Each year, March Madness lives up to its name, as seemingly impossible upsets mark the first two full rounds of the NCAA Men’s Tournament, and this year is no exception. Georgetown was upset by Florida Gulf Coast. New Mexico lost to Harvard. Gonzaga lost to Wichita State. Ole Miss knocked out Wisconsin. LaSalle beat Kansas State. One by one, the giants of college basketball were brought to their knees by little guys who, well, just weren’t supposed to be able to do that. It is part of what makes March Madness so maddening—and part of what makes it so enchanting. There are five or six teams that could well become this year’s Cinderella (though Florida Gulf Coast has the inside track). But for every Cinderella, a giant bites the dust. Fallen giants have, this year, become unexpectedly expected.

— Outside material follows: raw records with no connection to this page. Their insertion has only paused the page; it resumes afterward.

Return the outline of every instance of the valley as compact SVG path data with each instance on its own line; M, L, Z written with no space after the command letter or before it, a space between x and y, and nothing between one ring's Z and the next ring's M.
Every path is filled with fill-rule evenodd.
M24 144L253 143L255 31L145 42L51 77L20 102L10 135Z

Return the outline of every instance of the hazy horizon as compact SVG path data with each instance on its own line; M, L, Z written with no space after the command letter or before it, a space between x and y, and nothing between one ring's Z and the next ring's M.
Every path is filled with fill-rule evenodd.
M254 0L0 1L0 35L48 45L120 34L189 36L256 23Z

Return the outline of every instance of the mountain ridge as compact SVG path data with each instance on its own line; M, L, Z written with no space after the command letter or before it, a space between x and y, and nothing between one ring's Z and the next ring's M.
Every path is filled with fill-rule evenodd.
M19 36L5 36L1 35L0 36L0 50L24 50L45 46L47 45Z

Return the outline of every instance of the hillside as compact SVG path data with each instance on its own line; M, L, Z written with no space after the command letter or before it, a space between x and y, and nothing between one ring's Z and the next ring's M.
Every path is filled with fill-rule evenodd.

When the children of Israel, following their years of slavery in Egypt, first eyed the land of God’s promise, they sent 12 spies into the land to check it out. Upon their return, 10 of the spies urged the people to pass by the land and forget it, saying:
The land through which we have gone as spies is a land that devours its inhabitants, and all the people whom we saw in it are men of great stature. There we saw the giants (the descendants of Anak came from the giants); and we were like grasshoppers in our own sight, and so we were in their sight (Numbers 13:32b-33).

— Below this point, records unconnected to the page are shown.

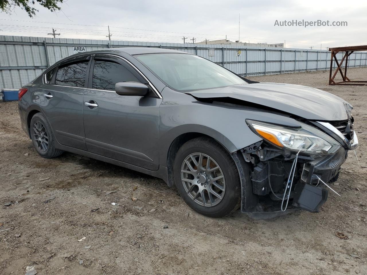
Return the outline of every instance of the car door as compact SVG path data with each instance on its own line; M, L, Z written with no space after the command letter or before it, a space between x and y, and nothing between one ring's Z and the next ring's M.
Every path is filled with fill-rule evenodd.
M90 57L73 58L55 68L52 77L47 74L40 102L58 142L84 150L83 95Z
M121 96L118 82L146 80L122 58L94 56L88 87L83 96L86 142L88 151L152 170L159 167L156 150L159 106L153 92Z

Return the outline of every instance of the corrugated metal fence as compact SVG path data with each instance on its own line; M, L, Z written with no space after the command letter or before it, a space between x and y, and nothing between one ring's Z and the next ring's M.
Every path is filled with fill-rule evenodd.
M75 53L75 47L87 51L106 48L143 46L171 49L196 54L243 76L328 70L331 54L326 50L288 48L240 49L221 45L112 41L0 36L0 88L18 88L45 69ZM341 58L343 53L338 54ZM339 59L340 60L340 59ZM356 52L348 58L349 67L365 66L367 52ZM335 67L335 62L333 66Z

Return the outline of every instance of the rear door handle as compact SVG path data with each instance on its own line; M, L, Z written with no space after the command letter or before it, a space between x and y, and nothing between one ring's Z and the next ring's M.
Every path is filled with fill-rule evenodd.
M96 107L98 107L98 104L97 103L91 103L90 102L85 102L84 103L84 105L86 106L88 106L88 107L93 107L93 108L95 108Z

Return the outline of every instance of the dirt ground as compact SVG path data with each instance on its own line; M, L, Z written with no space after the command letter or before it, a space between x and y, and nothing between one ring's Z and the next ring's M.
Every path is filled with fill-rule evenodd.
M366 79L367 68L348 73ZM251 78L346 100L360 144L362 167L350 154L334 184L341 197L329 192L319 213L267 220L206 217L160 180L69 153L43 158L21 128L17 103L1 102L0 274L32 265L39 274L367 274L366 88L328 86L328 75Z

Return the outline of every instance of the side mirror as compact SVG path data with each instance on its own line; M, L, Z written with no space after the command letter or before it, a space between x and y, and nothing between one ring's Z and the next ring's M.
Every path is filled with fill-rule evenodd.
M140 82L119 82L115 84L115 91L120 95L146 95L149 87Z

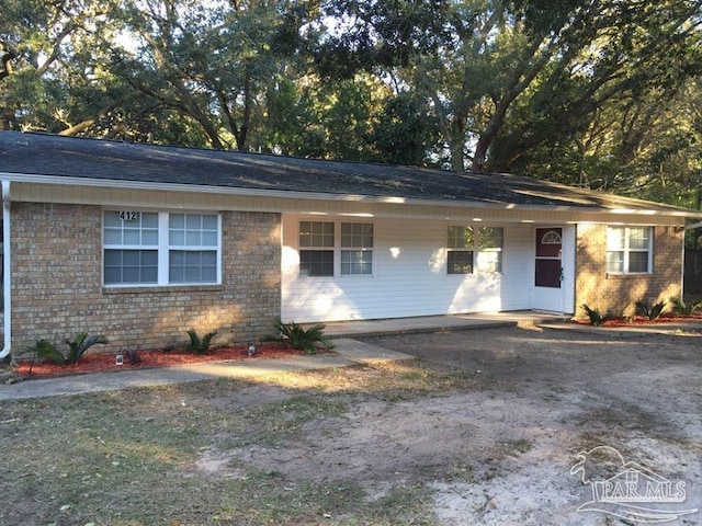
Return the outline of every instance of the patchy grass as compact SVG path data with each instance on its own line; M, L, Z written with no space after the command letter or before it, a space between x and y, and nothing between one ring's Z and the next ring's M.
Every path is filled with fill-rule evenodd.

They felt deeply their own inadequacy—especially when measured against the inhabitants of the land. Grasshoppers against giants is normally a formula for defeat, and the 10 spies made that clear in no uncertain terms. However, the other two spies—Joshua and Caleb—knew that giants and grasshoppers were not the whole story. In Numbers 14:9, they affirmed that “the LORD is with us. Do not fear them.” Joshua and Caleb had confidence that the children of Israel had a resource that more than made up for their comparative inadequacies.
Like them, we also face giants. Like them, we are also inadequate. But also, like them, followers of Christ share that great Resource who can overcome all our inadequacies with His sufficiency. As Paul told the church at Corinth:
We have such trust through Christ toward God. Not that we are sufficient of ourselves to think of anything as being from ourselves, but our sufficiency is from God (2 Corinthians 3:4-5).
With the sufficiency of our God going before us, there are no giants that are greater than His power and His care for His children. Paul asked the Romans, “If God is for us, who can be against us?” (Romans 8:31). The answer? Nothing, not even the giants of life.